If you get errors about the C++ headers, such as <vector>, it’s because you still need to build libc++: run ninja cxx.

Step 4: Bootstrap check-clang and libc++.

Here we will instruct CMake to build Clang again, using the Clang we just built. There is apparently an official way to bootstrap Clang (probably out-of-date). However, I use an approach inspired by the CMake FAQ. Note that we will not be installing Clang over top of the system compiler; that would be super dangerous and you should never do it!

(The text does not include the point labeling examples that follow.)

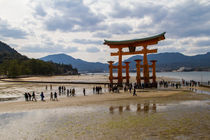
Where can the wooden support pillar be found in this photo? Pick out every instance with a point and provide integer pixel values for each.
(138, 72)
(120, 79)
(153, 71)
(127, 72)
(111, 71)
(145, 66)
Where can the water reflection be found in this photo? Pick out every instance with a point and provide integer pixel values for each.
(145, 107)
(199, 91)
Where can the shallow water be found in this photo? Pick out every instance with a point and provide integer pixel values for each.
(15, 91)
(199, 91)
(107, 121)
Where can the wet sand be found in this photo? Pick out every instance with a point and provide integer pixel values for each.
(152, 114)
(96, 99)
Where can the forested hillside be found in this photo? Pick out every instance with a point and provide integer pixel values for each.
(13, 64)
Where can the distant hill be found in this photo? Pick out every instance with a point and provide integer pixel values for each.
(13, 64)
(7, 53)
(165, 62)
(81, 65)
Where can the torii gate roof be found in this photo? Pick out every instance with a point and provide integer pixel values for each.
(136, 42)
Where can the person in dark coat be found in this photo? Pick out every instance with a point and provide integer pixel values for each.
(42, 96)
(55, 96)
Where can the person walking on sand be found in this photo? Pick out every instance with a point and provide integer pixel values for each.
(33, 96)
(42, 96)
(26, 96)
(51, 96)
(84, 91)
(55, 96)
(29, 97)
(134, 92)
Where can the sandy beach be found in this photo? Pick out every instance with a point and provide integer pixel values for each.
(84, 100)
(164, 113)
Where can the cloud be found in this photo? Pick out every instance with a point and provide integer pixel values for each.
(102, 35)
(87, 41)
(40, 11)
(202, 43)
(74, 16)
(187, 19)
(92, 50)
(7, 31)
(117, 28)
(49, 49)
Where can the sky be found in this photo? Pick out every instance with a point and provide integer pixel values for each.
(37, 28)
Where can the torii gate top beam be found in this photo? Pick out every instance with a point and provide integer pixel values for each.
(136, 42)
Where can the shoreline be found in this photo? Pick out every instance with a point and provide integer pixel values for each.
(175, 95)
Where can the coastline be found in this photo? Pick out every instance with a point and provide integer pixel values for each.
(101, 99)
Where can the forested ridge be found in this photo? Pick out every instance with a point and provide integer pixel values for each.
(13, 64)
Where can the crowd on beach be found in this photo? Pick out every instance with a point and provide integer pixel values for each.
(62, 90)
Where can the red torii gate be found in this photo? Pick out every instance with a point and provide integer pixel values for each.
(131, 45)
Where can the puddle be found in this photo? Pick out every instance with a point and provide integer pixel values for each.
(11, 92)
(46, 123)
(199, 91)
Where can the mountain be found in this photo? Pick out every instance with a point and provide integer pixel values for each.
(81, 65)
(7, 53)
(165, 62)
(173, 61)
(13, 64)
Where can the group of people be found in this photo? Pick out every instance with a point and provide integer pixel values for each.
(97, 90)
(30, 97)
(62, 90)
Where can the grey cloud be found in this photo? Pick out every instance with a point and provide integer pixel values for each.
(118, 28)
(7, 31)
(188, 19)
(52, 49)
(102, 35)
(92, 50)
(203, 43)
(75, 16)
(86, 41)
(157, 12)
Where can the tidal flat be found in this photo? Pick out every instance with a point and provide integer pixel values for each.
(183, 115)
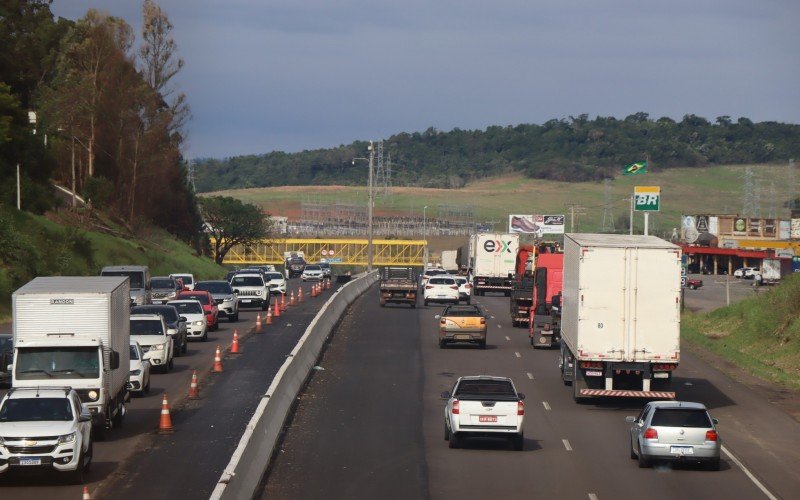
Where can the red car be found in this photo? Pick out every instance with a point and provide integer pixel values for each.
(209, 306)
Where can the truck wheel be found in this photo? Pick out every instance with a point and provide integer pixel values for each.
(455, 440)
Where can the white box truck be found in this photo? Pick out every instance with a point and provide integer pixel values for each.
(492, 259)
(75, 331)
(620, 322)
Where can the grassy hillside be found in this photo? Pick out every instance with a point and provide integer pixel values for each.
(684, 190)
(32, 245)
(760, 334)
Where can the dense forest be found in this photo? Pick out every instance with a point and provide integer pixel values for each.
(574, 149)
(84, 104)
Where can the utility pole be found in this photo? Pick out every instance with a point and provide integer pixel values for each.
(369, 208)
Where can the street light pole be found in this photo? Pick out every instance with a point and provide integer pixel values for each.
(369, 208)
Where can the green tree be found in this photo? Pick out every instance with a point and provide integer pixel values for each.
(232, 222)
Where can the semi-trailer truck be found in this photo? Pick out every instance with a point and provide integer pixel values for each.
(620, 323)
(75, 332)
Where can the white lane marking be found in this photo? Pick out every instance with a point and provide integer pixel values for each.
(749, 474)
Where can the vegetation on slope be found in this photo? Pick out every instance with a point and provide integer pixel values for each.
(760, 334)
(574, 149)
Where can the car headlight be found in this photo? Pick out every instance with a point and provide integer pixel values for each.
(66, 438)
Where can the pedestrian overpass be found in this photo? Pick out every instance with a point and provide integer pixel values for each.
(351, 252)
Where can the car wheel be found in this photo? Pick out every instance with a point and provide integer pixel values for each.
(519, 442)
(454, 441)
(643, 462)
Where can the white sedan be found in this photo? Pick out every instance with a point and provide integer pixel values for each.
(139, 377)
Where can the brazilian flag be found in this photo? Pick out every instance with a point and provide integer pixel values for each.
(639, 167)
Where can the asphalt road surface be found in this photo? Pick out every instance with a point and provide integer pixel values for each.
(371, 424)
(136, 462)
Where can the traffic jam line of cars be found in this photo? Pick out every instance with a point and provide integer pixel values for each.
(61, 399)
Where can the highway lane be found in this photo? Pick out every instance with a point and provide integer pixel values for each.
(113, 457)
(571, 451)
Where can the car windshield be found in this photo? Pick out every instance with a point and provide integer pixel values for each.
(188, 307)
(680, 417)
(202, 298)
(146, 327)
(136, 277)
(35, 363)
(169, 313)
(36, 410)
(462, 311)
(247, 281)
(219, 287)
(162, 283)
(478, 388)
(442, 281)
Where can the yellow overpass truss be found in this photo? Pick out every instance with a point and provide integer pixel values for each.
(337, 252)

mkdir $ROOT/llvm-project/build2
cd $ROOT/llvm-project/build2
CXX="$ROOT/llvm-project/build/bin/clang++" \
cmake -G Ninja \
    -DDEFAULT_SYSROOT="$(xcrun --show-sdk-path)" \
    -DLLVM_ENABLE_PROJECTS="clang;libcxx;libcxxabi" \
    -DCMAKE_BUILD_TYPE=RelWithDebInfo ../llvm
ninja clang cxx
ninja check-clang check-cxx

Now you have built two versions of clang++: $ROOT/llvm-project/build/bin/clang++ is the version built with your system compiler, and $ROOT/llvm-project/build2/bin/clang++ is the version built with that version. You can extend this to build3, build4, etc.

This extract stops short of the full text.